Her lawyer, Gary C. Robb, alleges that Los Angeles County sheriff’s officials were responsible for the photo sharing, the Los Angeles Times reports.
Robb also requested an internal investigation and the “harshest possible discipline” for those involved.
“This is an unspeakable violation of human decency, respect, and of the privacy rights of the victims and their families,” he said in the statement.
According to Robb, Bryant went to the sheriff’s office following the Jan. 26 crash, which claimed the lives of nine people, to designate the mountainous area a “no-fly zone” and guard it from photographers.
“This was of critical importance to her as she desired to protect the dignity of all the victims, and their families.

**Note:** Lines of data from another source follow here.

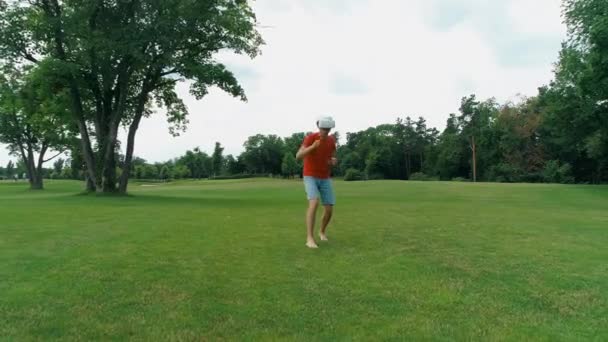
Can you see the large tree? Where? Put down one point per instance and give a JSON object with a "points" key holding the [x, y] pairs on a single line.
{"points": [[31, 120], [116, 56]]}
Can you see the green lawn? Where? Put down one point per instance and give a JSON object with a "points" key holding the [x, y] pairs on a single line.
{"points": [[225, 260]]}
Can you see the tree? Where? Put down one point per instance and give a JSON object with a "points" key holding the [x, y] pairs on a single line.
{"points": [[58, 168], [217, 159], [263, 154], [10, 169], [114, 57], [575, 120], [31, 119]]}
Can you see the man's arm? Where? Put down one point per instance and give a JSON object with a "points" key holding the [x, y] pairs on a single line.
{"points": [[304, 151]]}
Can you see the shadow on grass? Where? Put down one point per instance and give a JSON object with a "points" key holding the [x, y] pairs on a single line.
{"points": [[156, 200]]}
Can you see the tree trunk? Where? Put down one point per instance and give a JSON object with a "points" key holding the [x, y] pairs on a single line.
{"points": [[473, 148]]}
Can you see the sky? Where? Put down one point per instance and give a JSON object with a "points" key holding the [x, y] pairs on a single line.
{"points": [[366, 62]]}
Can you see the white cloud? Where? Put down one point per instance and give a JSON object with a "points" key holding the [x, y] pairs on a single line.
{"points": [[400, 61]]}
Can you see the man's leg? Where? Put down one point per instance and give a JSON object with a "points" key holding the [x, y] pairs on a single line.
{"points": [[328, 198], [312, 193], [327, 213]]}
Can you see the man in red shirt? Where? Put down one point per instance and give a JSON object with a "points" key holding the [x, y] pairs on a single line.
{"points": [[319, 153]]}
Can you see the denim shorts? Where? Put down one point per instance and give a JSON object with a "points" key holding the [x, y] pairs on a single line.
{"points": [[320, 187]]}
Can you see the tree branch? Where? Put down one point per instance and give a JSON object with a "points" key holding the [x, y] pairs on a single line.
{"points": [[53, 157]]}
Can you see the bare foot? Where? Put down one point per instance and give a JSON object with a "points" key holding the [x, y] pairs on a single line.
{"points": [[311, 244]]}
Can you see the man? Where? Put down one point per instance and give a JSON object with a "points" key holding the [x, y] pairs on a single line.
{"points": [[318, 151]]}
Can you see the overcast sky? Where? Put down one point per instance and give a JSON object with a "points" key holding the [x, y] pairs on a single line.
{"points": [[366, 63]]}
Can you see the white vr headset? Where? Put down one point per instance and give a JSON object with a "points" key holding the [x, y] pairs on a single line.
{"points": [[326, 122]]}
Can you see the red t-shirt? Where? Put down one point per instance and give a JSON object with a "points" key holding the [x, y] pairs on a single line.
{"points": [[317, 163]]}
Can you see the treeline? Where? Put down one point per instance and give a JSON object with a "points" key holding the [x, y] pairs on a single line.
{"points": [[559, 135]]}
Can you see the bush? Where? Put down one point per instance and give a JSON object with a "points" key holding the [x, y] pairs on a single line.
{"points": [[354, 175], [505, 173], [375, 176], [239, 176], [421, 176], [556, 173]]}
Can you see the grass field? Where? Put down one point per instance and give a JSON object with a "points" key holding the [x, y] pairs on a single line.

At that time, Sheriff Alex Villanueva assured us all measures would be put in place to protect the families’ privacy, and it is our understanding that he has worked hard to honour those requests,” Robb continued, according to CBS News.
An investigation has since been launched inside the sheriff’s department after a Los Angeles Times report said deputies were sharing graphic images of the scene.
The Los Angeles County Fire Department told CBS that a review of reports that firefighters also shared images was underway.
Another law enforcement source confirmed to CBS Los Angeles that photos of the crime scene were shared.
Two public safety sources, according to the Times, said the L.A. County Sheriff’s Department ordered officials to delete any photos of the crash scene. A citizen reportedly complained that a deputy was showing gruesome images at a Norwalk bar.
Instead of triggering a formal inquiry, guilty deputies were ordered to report to the Los Hills station, come clean and delete the photos to avoid discipline.
Some sources told the L.A. Times that they felt deleting the photos would be considered destruction of evidence.
Joseph Giacalone, teacher at the John Jay College of Criminal Justice in New York, said the L.A. County Office of the Inspector General should launch an inquiry into how the photo-sharing complaint was handled.
“Now the whole investigation is tainted,” he told the Times. “No matter what they find, the public is going to have a raised eyebrow.”
According to a third source who spoke to the publication, sharing of photos of the crash scene and the victims’ remains was a topic of discussion among first responders on the Calabasas scene in the days following the crash.
On Friday, the sheriff’s department shared a statement saying they would be conducting a thorough investigation.
By Sunday, they’d release an additional statement, saying that “the facts surrounding these allegations are currently under investigation, as are the effectiveness of existing policies and procedures.”